On July 19, a global cyber blackout affected various sectors, including banks, major supermarket chains, and airports, leading to disruptions in services and flight cancellations.
A security firm named Crowdstrike was developing an update for servers running on Windows.
Crowdstrike provides cybersecurity services to major corporations. The founder, George Kurtz, attributed the issue to an update associated with its primary service, Falcon. Falcon is a cloud-based platform that integrates antivirus, threat detection, and threat intelligence.
The CEO said he is aware of the issue and has been informed by X that necessary actions have been implemented, and a new update is being distributed to resolve the problem.
CrowdStrike is actively working with customers impacted by a defect found in a single content update for Windows hosts. Mac and Linux hosts are not impacted. This is not a security incident or cyberattack. The issue has been identified, isolated and a fix has been deployed. We…
— George Kurtz (@George_Kurtz) July 19, 2024
CrowdStrike is currently assisting customers affected by a flaw in a content update for Windows hosts.
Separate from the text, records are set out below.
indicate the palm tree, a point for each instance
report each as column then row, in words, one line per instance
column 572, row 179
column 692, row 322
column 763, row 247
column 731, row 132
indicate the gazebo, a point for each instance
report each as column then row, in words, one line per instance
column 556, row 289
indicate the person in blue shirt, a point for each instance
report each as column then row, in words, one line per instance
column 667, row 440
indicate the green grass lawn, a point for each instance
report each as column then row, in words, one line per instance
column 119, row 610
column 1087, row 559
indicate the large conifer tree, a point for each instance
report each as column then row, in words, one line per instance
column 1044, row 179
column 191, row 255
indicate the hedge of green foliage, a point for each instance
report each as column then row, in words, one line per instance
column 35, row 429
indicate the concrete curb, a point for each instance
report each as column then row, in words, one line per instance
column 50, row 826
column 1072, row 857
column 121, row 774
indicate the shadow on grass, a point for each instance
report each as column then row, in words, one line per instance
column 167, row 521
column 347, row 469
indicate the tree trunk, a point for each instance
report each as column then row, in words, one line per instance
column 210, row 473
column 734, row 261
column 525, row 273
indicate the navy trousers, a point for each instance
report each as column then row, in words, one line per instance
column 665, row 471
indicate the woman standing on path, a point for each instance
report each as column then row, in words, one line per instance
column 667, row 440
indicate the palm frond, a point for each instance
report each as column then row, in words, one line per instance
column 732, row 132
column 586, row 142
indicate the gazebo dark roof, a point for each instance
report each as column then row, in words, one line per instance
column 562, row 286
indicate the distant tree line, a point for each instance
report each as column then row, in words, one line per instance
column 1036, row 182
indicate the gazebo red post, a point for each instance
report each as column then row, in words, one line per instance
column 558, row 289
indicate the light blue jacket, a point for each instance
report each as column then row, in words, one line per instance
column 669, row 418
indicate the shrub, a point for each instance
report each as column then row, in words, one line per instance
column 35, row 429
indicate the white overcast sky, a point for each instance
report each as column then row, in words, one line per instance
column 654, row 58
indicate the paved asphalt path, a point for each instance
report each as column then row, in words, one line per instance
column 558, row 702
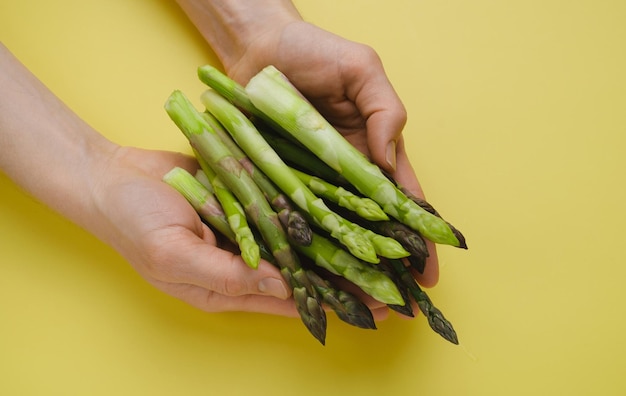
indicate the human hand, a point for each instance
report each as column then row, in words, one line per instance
column 162, row 237
column 160, row 234
column 346, row 82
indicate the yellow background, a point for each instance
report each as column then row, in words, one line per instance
column 517, row 114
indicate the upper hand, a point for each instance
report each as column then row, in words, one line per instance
column 346, row 82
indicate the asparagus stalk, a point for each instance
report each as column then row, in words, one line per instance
column 211, row 148
column 371, row 280
column 436, row 320
column 406, row 308
column 250, row 252
column 201, row 199
column 347, row 306
column 364, row 207
column 257, row 149
column 297, row 227
column 301, row 158
column 271, row 93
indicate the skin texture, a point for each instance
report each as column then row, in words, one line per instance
column 123, row 200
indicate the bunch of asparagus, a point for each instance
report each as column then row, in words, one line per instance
column 282, row 184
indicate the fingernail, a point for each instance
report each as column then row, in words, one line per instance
column 391, row 154
column 273, row 287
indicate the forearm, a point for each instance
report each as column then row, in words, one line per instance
column 44, row 147
column 229, row 26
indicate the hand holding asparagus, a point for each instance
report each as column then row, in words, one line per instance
column 382, row 222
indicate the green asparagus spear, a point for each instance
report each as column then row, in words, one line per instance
column 301, row 158
column 347, row 306
column 235, row 215
column 253, row 144
column 436, row 320
column 271, row 93
column 211, row 148
column 201, row 199
column 336, row 260
column 297, row 227
column 364, row 207
column 406, row 308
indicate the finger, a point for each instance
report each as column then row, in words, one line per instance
column 386, row 116
column 191, row 260
column 210, row 301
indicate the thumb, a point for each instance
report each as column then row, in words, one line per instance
column 205, row 265
column 386, row 117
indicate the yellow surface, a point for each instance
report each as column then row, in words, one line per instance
column 516, row 127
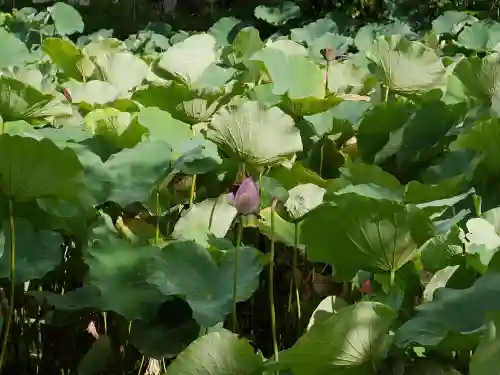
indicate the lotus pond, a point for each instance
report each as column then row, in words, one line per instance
column 319, row 201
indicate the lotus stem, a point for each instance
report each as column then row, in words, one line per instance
column 12, row 281
column 193, row 184
column 236, row 266
column 271, row 286
column 158, row 213
column 193, row 192
column 295, row 269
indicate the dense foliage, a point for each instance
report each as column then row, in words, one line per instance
column 215, row 203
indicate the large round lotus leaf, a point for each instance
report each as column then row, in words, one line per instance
column 177, row 99
column 451, row 22
column 168, row 334
column 217, row 353
column 450, row 312
column 21, row 101
column 134, row 171
column 302, row 199
column 123, row 70
column 395, row 56
column 287, row 73
column 255, row 134
column 480, row 36
column 187, row 60
column 92, row 92
column 485, row 358
column 186, row 268
column 359, row 232
column 18, row 52
column 314, row 30
column 278, row 15
column 32, row 169
column 349, row 338
column 67, row 20
column 211, row 217
column 120, row 272
column 69, row 58
column 481, row 79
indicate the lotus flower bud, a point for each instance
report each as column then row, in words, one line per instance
column 246, row 198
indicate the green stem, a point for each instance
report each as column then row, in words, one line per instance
column 295, row 269
column 193, row 191
column 12, row 281
column 105, row 318
column 322, row 155
column 271, row 286
column 158, row 213
column 140, row 366
column 235, row 280
column 193, row 184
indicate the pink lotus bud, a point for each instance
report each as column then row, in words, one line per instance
column 246, row 199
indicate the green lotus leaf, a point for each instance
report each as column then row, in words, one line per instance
column 255, row 134
column 395, row 56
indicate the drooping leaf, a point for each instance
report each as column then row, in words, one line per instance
column 277, row 15
column 212, row 216
column 36, row 251
column 287, row 73
column 69, row 58
column 31, row 169
column 168, row 334
column 67, row 20
column 302, row 199
column 188, row 60
column 452, row 311
column 21, row 101
column 485, row 357
column 92, row 92
column 395, row 56
column 18, row 52
column 255, row 134
column 134, row 172
column 123, row 70
column 349, row 338
column 217, row 353
column 359, row 232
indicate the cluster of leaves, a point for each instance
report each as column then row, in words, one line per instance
column 381, row 166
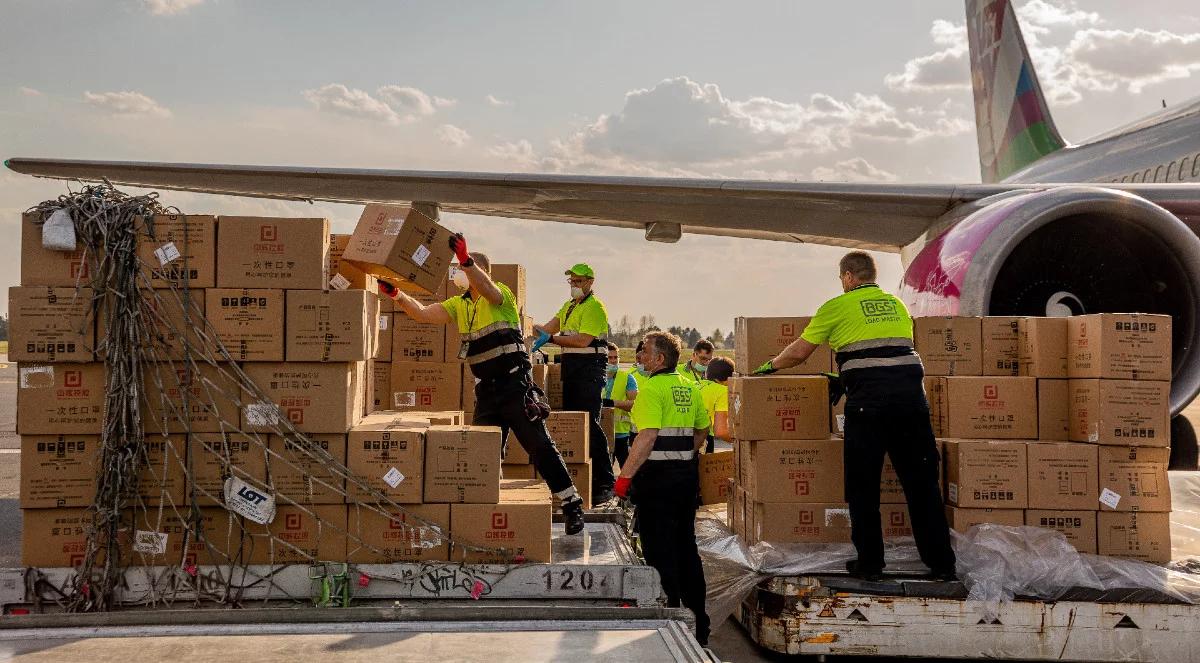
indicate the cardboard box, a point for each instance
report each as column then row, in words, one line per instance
column 303, row 473
column 336, row 326
column 1120, row 346
column 179, row 399
column 796, row 523
column 1121, row 412
column 991, row 407
column 1054, row 410
column 715, row 475
column 247, row 322
column 462, row 464
column 787, row 407
column 219, row 455
column 961, row 520
column 1062, row 476
column 1042, row 344
column 793, row 470
column 58, row 470
column 179, row 249
column 45, row 267
column 1001, row 353
column 402, row 245
column 419, row 341
column 1079, row 526
column 402, row 536
column 375, row 448
column 949, row 345
column 516, row 526
column 58, row 399
column 987, row 475
column 762, row 338
column 313, row 396
column 1138, row 536
column 426, row 386
column 1134, row 479
column 269, row 252
column 51, row 324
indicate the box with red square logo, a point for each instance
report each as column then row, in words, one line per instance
column 269, row 252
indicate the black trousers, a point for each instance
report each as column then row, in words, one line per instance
column 501, row 402
column 665, row 496
column 906, row 436
column 583, row 380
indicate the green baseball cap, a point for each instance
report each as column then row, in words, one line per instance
column 581, row 269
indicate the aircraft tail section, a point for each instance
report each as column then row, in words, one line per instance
column 1013, row 121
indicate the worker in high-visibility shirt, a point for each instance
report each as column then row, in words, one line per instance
column 619, row 392
column 886, row 413
column 663, row 475
column 579, row 328
column 505, row 396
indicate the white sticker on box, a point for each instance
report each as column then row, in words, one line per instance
column 393, row 477
column 339, row 282
column 36, row 377
column 149, row 543
column 167, row 252
column 263, row 414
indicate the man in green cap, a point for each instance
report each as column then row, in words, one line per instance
column 579, row 328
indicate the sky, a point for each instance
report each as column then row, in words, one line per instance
column 876, row 90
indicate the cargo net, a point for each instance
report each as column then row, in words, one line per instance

Mac and Linux hosts are not affected. It is not a security incident or cyberattack. The problem has been identified, isolated, and a solution has been implemented.
What occurred?
Crowdstrike automatically distributed an update to numerous servers, resulting in blue screens and system boot failures due to a faulty device driver at the Windows kernel level.
Remote reversal is ineffective, so operators must manually access data centers to remove the problematic driver and restart each server separately.
The consequences were significant: Airports like Philadelphia experienced disruptions, with delayed or numerous canceled flights, and banks, such as Bradesco in Brazil, faced service outages.
Domestic users’ computers should remain unaffected by this power outage.